Another staff scientist on Chambers' team, Steven Spurgeon, has also often seen his mentor's principled approach to science. "He sets an example for us," said Spurgeon, a materials scientist with a focus on electron microscopy.

Spurgeon said Chambers has created a specialty—and a culture—that have led to pivotal scientific advancements at the core of the Department of Energy’s mission.

"Scott has put together a lab where we're exploring the interaction of atoms that give rise to properties used in important technologies, such as quantum computing, batteries, and solar cells," Spurgeon said. "The lab is paving the way for the next generation of technology, creating novel materials a single atomic layer at a time, bringing together atoms in ways not found in nature."

With Chambers poised to enter official retirement early next year but planning to continue participating in the research on a part-time basis, staff scientist Yingge Du will be taking over leadership and management of the molecular-beam epitaxy lab after it has made the move to the Energy Sciences Center. Du remembers how, more than a decade ago, he first became aware of Chambers.

Du was a graduate student at the University of Virginia. He was preparing to arrive at the PNNL campus in 2007 to start his postdoc work with the epitaxy instruments in EMSL. Before arriving, he checked the Wikipedia page for molecular-beam epitaxy. There, he found a description of the thin-film process. He also found a photograph of Chambers to illustrate the page.

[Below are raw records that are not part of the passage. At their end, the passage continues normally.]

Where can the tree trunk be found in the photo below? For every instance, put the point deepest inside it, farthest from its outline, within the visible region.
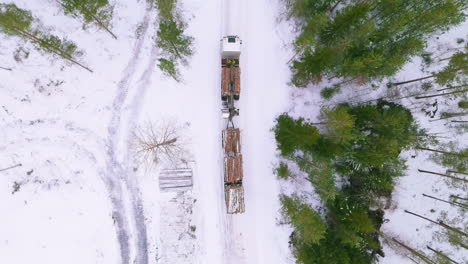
(452, 203)
(11, 167)
(444, 175)
(335, 5)
(414, 80)
(457, 172)
(458, 197)
(452, 87)
(413, 251)
(452, 116)
(439, 223)
(442, 255)
(442, 94)
(53, 49)
(443, 152)
(425, 77)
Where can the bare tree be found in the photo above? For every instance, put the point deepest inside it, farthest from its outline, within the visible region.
(11, 167)
(164, 141)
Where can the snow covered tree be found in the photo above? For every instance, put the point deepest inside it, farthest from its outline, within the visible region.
(164, 141)
(176, 46)
(292, 135)
(308, 225)
(20, 23)
(365, 39)
(98, 12)
(339, 124)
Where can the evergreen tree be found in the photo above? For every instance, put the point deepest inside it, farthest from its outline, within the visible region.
(176, 46)
(292, 135)
(172, 40)
(339, 124)
(308, 225)
(20, 23)
(98, 12)
(366, 39)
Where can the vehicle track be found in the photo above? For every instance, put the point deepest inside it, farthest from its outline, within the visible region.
(119, 175)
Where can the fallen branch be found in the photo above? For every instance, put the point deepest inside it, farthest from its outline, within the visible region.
(11, 167)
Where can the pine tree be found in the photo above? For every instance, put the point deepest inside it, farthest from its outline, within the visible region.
(339, 124)
(20, 23)
(292, 135)
(98, 12)
(306, 221)
(176, 46)
(366, 39)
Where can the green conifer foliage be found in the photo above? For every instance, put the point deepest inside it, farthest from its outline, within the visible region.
(306, 221)
(98, 12)
(21, 23)
(365, 39)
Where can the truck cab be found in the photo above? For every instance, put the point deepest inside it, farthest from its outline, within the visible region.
(230, 47)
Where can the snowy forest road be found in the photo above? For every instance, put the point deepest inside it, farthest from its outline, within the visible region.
(120, 180)
(254, 236)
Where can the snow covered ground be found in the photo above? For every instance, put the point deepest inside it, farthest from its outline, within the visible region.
(407, 195)
(79, 196)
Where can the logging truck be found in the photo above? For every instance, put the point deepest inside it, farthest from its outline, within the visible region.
(230, 92)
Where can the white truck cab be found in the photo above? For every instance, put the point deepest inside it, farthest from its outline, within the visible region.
(230, 47)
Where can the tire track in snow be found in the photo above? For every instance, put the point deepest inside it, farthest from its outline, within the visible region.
(132, 182)
(116, 174)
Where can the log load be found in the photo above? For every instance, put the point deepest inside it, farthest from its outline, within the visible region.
(234, 199)
(231, 140)
(226, 80)
(175, 180)
(233, 169)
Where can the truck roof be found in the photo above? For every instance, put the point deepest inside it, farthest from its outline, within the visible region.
(231, 47)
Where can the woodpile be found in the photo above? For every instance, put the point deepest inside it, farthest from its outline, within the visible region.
(175, 180)
(231, 140)
(234, 199)
(226, 80)
(233, 169)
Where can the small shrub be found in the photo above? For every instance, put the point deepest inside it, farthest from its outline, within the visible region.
(328, 92)
(283, 171)
(426, 86)
(427, 58)
(463, 104)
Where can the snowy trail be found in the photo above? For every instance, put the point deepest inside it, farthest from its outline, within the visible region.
(119, 177)
(254, 237)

"He's on Wiki?" Du recalled thinking. "He must be a very big name."

Chambers' face is no longer part of the page, but Du is sticking with his first impression.

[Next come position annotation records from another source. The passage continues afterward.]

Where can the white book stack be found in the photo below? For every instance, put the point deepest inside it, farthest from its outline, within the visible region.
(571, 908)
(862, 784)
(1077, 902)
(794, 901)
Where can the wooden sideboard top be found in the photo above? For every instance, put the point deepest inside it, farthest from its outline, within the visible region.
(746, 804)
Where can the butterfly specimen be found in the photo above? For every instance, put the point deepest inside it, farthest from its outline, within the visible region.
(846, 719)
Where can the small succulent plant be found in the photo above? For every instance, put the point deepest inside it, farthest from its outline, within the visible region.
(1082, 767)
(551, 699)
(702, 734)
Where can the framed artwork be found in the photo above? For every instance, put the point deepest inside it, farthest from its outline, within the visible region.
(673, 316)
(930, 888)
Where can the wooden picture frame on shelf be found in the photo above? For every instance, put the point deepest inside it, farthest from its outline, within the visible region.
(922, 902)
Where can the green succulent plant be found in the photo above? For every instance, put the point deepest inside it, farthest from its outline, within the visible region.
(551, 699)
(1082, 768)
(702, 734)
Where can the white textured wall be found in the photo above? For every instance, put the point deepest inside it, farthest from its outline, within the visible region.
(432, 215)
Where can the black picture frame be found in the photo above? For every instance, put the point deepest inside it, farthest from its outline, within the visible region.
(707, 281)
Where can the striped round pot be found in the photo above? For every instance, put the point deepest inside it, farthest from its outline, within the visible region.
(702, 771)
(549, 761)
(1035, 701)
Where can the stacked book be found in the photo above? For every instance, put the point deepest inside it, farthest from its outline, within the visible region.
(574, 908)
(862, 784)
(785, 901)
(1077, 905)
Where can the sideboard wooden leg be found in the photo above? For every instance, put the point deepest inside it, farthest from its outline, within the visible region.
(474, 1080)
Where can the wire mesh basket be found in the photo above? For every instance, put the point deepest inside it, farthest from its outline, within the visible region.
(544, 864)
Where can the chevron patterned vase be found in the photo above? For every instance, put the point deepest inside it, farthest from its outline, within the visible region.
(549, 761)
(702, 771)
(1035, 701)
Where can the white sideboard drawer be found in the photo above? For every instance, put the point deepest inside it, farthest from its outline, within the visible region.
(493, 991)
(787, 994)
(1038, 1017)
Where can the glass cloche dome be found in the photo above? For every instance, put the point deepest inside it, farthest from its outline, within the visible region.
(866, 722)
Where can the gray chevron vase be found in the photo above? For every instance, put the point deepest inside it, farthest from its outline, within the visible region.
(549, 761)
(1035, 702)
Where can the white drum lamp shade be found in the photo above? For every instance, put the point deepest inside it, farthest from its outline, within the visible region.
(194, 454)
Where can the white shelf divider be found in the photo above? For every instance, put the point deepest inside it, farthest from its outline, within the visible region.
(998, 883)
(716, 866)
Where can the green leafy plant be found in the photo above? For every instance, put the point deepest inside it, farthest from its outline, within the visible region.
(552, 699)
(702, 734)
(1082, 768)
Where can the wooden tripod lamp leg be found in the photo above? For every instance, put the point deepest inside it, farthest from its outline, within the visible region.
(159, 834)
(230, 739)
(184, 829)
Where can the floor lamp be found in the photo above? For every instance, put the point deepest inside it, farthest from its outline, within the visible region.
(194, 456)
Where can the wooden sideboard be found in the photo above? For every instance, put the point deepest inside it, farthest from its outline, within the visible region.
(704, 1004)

Du said there is one characteristic in particular he plans to borrow from Chambers and continue in his own lab leadership.

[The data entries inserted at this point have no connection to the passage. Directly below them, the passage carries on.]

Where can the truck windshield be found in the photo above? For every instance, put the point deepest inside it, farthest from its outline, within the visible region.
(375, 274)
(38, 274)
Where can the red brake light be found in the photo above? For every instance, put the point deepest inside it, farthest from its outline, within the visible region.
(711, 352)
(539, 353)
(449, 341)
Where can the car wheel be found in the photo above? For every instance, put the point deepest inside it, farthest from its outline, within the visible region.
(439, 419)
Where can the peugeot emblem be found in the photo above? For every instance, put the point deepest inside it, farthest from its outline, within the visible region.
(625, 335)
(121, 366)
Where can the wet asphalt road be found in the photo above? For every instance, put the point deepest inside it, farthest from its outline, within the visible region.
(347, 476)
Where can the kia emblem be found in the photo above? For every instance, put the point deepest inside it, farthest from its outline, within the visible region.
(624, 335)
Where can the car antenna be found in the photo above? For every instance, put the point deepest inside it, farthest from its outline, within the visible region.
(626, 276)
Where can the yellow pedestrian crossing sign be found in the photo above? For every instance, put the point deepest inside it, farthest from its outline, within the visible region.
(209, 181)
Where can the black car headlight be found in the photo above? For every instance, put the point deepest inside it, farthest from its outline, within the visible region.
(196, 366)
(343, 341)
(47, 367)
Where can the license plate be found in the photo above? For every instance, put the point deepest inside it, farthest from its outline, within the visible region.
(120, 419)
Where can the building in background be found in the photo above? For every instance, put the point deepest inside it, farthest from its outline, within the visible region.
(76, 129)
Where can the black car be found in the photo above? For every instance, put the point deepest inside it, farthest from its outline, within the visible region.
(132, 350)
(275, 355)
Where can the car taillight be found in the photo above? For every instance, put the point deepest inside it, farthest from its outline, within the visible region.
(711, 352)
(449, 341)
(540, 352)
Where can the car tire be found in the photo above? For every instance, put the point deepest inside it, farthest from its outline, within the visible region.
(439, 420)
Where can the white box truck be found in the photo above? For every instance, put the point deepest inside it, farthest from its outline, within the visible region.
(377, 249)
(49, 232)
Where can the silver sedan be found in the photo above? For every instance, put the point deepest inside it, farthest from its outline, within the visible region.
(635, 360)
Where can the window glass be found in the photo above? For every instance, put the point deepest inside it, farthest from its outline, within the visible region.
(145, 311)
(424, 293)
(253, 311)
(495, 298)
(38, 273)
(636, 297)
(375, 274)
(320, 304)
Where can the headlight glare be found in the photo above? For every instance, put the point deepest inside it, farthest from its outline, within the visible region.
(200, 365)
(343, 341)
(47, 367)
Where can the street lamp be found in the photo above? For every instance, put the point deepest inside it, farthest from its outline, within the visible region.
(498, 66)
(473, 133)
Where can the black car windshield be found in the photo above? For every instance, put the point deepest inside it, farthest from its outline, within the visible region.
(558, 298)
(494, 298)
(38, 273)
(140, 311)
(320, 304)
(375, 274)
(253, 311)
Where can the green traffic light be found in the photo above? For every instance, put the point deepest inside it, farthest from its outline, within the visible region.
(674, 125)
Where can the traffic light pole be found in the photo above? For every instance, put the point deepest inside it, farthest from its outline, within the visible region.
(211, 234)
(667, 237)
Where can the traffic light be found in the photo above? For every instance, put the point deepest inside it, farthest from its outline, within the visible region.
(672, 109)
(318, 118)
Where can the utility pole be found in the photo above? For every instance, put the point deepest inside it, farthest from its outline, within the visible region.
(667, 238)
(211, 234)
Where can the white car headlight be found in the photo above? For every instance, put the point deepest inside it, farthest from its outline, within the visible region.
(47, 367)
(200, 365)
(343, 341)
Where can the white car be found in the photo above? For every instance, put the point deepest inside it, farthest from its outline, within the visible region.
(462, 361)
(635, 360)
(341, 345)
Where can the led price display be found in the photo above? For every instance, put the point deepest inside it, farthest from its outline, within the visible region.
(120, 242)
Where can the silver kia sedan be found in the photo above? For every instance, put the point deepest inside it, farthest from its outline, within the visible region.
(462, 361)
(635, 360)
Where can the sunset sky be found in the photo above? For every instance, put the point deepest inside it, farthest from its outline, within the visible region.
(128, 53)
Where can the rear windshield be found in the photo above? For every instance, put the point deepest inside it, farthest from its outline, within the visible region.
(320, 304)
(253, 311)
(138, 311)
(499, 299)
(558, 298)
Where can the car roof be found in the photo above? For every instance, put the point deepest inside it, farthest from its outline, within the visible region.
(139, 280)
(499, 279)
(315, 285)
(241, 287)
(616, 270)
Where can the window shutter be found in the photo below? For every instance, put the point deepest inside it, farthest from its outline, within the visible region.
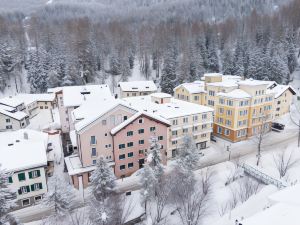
(21, 176)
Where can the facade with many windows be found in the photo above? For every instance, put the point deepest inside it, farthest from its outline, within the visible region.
(23, 155)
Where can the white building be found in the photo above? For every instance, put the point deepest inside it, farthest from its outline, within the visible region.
(136, 88)
(12, 119)
(23, 154)
(71, 97)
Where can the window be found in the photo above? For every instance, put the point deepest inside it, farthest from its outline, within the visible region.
(227, 132)
(26, 202)
(130, 133)
(122, 167)
(34, 174)
(129, 144)
(174, 122)
(36, 187)
(211, 93)
(195, 118)
(37, 198)
(185, 120)
(94, 152)
(21, 176)
(93, 140)
(141, 131)
(121, 146)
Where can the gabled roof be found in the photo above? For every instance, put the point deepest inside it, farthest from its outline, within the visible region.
(136, 116)
(18, 115)
(193, 88)
(92, 110)
(138, 86)
(237, 93)
(18, 153)
(280, 89)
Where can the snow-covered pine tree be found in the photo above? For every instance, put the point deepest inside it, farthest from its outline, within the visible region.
(155, 157)
(170, 69)
(187, 154)
(102, 180)
(7, 196)
(60, 197)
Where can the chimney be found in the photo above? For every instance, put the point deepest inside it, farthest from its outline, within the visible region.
(25, 135)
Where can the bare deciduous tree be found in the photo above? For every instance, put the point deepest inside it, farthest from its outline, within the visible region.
(283, 162)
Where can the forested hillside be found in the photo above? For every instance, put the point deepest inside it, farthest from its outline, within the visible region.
(64, 42)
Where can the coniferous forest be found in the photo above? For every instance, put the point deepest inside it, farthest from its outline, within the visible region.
(60, 42)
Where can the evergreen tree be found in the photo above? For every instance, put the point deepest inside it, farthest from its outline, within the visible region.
(60, 196)
(7, 197)
(170, 68)
(102, 180)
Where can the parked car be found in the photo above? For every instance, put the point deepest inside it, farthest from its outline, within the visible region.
(278, 126)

"Scott brings truth to the table," said Du, who Chambers hired in 2010 as a PNNL staff scientist. "He doesn't feel compelled to pursue every hot topic. He's very straightforward. Sometimes that makes his peers in the research community uncomfortable by asking them the hard questions."

Leaving a legacy

Chambers has authored or co-authored more than 300 peer-reviewed journal publications and more than 20 invited review articles and book chapters. He holds three patents and played a key role in the design of the molecular-beam epitaxial instruments that dominate the lab. Those accomplishments, though, are background music for the former orchestral clarinet player.

Chambers is in the game for the science, the basic science.

A computer screen sits next to an epitaxy instrument. The screen shows a live view of the inside of the vacuum chamber and an oscillating graph indicating the rate at which a film is growing in real time. Next to that screen, a large hardcover notebook, full of lined pages, lays open. The notebook displays handwritten notes about each phase of the deposition of a material. Other notebooks, filled with years of previous observations, lay nearby. Yes, he acknowledged, he could enter the observations directly into a computer. But there's something tangibly engaging and convenient about handwritten information on a page.

"I'm a scientist who's interested in fundamental properties of matter and deeper understanding of what makes materials tick," Chambers said, pausing next to the epitaxy instrument. "My highest values are scientific rigor and integrity. We do our science carefully. We analyze our results with the highest level of scrutiny we can muster. We ask each other the hard questions, so an outsider reviewer won't need to. We don't overhype the results. We try not to leave any stone unturned in answering the questions we're seeking to answer. We strive to be thorough and careful. And I'm OK being remembered as someone who's understated. Better to have others herald your work more prominently than you do, rather than the other way around."